Reputation: 9530
Basically I found a slug function which looks like this:
function slug(string) => {
return string.toString().toLowerCase()
.replace(/\s+/g, '-')
.replace(/[^\w\-]+/g, '')
.replace(/\-\-+/g, '-')
.replace(/^-+/, '')
.replace(/-+$/, '');
};
However, it doesn't seem to work for Russian, Greek, ... characters. Basically they are removed at this step .replace(/[^\w\-]+/g, '')
which I don't want but I also want to remove other special characters which do not represent normal letters in some countries.
Example:
English
| Do you know it rains?
| do-you-know-it-rains
Czech
| víš, že prší?
| vis-ze-prsi
Romanian
| Ști că plouă?
| sti-ca-ploua
Russian
| ты знаешь, что идет дождь?
| ты-знаешь-что-идет-дождь
Note:
Basically for latin alphabet I will keep the letters but remove the diacritics, but for non-latin alphabet I will keep the letters as they are (I don't want to convert them into latin characters)
Upvotes: 4
Views: 4372
Reputation: 13973
Here is an pproach that works for special character. Using a set of objects, you categorize every special character you want to replace under the latin character that will replace it.

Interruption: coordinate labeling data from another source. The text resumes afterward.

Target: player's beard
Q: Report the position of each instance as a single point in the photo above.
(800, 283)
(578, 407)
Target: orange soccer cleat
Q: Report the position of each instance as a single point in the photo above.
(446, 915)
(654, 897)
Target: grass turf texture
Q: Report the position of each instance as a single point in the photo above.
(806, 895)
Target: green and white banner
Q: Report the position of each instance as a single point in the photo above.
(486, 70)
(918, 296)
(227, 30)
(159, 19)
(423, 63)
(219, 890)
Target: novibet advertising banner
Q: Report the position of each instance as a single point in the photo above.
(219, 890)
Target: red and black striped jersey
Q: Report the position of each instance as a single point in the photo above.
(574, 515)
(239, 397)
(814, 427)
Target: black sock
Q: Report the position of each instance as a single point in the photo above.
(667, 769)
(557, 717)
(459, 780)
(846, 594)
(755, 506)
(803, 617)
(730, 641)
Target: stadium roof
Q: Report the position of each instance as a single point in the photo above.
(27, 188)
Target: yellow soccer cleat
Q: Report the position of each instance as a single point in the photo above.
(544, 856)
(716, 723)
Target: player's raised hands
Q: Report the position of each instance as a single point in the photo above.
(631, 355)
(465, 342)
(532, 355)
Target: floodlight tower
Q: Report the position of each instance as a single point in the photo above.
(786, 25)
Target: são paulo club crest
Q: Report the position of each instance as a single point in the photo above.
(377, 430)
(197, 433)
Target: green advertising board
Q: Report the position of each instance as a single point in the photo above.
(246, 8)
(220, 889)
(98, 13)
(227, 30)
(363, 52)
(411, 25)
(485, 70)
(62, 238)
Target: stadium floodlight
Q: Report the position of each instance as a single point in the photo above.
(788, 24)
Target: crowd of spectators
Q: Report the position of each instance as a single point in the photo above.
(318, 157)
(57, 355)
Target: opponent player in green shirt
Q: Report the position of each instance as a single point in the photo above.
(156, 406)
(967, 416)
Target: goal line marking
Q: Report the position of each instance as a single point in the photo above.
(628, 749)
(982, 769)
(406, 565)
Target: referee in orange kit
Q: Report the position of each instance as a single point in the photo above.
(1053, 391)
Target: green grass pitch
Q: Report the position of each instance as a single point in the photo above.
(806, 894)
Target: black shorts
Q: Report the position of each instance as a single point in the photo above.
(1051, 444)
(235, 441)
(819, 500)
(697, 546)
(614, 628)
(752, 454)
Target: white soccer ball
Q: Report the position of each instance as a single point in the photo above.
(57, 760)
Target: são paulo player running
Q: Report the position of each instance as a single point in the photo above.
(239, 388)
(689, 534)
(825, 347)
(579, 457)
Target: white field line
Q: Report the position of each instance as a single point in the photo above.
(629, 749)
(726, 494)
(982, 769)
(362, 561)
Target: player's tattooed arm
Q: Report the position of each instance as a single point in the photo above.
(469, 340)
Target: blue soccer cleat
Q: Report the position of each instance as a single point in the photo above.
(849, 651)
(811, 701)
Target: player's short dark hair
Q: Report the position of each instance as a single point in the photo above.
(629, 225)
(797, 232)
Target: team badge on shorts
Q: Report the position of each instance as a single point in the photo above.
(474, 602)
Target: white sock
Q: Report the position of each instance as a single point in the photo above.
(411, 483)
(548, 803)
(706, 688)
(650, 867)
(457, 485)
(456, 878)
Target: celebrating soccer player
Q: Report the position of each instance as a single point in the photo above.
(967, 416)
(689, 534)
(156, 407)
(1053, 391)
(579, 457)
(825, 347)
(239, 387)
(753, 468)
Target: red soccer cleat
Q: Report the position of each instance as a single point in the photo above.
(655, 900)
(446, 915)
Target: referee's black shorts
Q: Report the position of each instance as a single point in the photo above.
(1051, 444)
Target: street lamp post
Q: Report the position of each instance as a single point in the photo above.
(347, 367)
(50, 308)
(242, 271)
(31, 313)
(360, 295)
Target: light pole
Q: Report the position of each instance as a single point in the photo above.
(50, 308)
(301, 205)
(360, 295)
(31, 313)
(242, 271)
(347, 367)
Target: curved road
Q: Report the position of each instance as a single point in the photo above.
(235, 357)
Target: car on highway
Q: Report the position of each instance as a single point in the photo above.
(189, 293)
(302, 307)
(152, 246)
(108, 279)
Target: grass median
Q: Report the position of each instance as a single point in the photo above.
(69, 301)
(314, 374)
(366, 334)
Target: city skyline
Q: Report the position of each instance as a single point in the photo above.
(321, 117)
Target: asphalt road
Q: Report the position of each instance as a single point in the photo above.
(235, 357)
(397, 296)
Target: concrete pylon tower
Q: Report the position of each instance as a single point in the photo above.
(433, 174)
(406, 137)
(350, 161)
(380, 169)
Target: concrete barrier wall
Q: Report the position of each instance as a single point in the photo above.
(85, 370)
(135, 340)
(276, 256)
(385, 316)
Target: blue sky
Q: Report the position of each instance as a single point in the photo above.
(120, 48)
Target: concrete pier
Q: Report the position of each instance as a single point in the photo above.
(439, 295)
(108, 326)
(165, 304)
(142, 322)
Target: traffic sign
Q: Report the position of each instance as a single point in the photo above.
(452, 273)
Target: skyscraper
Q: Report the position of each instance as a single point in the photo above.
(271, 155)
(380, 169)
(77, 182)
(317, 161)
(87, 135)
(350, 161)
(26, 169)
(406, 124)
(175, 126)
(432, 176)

However, to leave greek and russian untouched, you have to use a regex that considers greek and russian as word characters, so after replacing the special characters using the above trick, you have to remove all non-word characters using the following regex [^-a-zа-я\u0370-\u03ff\u1f00-\u1fff]
.
This regex includes the dash, the latin characters a-z
followed by cyrillic а-я
and finally the \u0370-\u03ff\u1f00-\u1fff
which is the extended unicode range for greek characters.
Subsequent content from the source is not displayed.